During his address at Business Standard’s annual BFSI event, Das highlighted that the fundamental economic activities remain robust overall.
“The incoming data is mixed, but the positives outweigh the negatives, and fundamentally, the underlying activities are strong,” Das remarked.
It is important to note that numerous analysts have expressed concerns regarding growth, particularly following the release of official data indicating a decline to a 15-quarter low of 6.7 percent in the first quarter of FY25.
Nevertheless, the RBI continues to maintain its forecast of 7.2 percent real GDP growth for FY25, despite some expectations of a figure below 7 percent.

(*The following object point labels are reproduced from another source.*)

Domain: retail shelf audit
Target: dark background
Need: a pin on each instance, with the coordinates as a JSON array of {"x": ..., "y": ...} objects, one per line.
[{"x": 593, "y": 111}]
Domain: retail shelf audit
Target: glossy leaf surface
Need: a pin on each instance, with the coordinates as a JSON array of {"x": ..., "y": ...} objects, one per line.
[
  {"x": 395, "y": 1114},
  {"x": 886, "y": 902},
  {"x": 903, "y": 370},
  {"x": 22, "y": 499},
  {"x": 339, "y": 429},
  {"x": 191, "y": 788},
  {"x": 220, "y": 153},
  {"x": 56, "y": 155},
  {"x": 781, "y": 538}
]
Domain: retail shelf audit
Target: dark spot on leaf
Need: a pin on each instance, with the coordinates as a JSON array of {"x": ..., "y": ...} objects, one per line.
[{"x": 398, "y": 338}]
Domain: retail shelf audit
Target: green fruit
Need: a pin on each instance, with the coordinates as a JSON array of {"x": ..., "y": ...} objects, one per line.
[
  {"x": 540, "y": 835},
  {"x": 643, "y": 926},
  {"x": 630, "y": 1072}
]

Das explained that the RBI monitors over 70 high-frequency indicators to formulate its estimates, detailing both the positive elements contributing to growth and the negative factors hindering it.
Negative influences include the industrial production index (IIP) data and a decrease in urban demand observed by fast-moving consumer goods companies. Furthermore, increased subsidy expenditures in the September quarter are expected to affect the Q2 GDP figures, Das noted.
Conversely, positive developments encompass significant growth in GST e-way bills, toll collections, air passenger traffic, and the performance of the steel and cement industries, according to Das.
In light of recent discussions regarding the auto sector, particularly concerns about rising inventory levels amid declining demand, Das pointed out that the sector has performed exceptionally well in October, achieving a 30 percent growth, which includes a 23 percent increase in four-wheeler sales.
Additionally, he mentioned that both the agriculture and services sectors are also performing well.
“I would not hastily conclude that the economy is experiencing a slowdown,” the RBI governor stated, countering some analysts’ claims that the economy is undergoing a cyclical growth slowdown.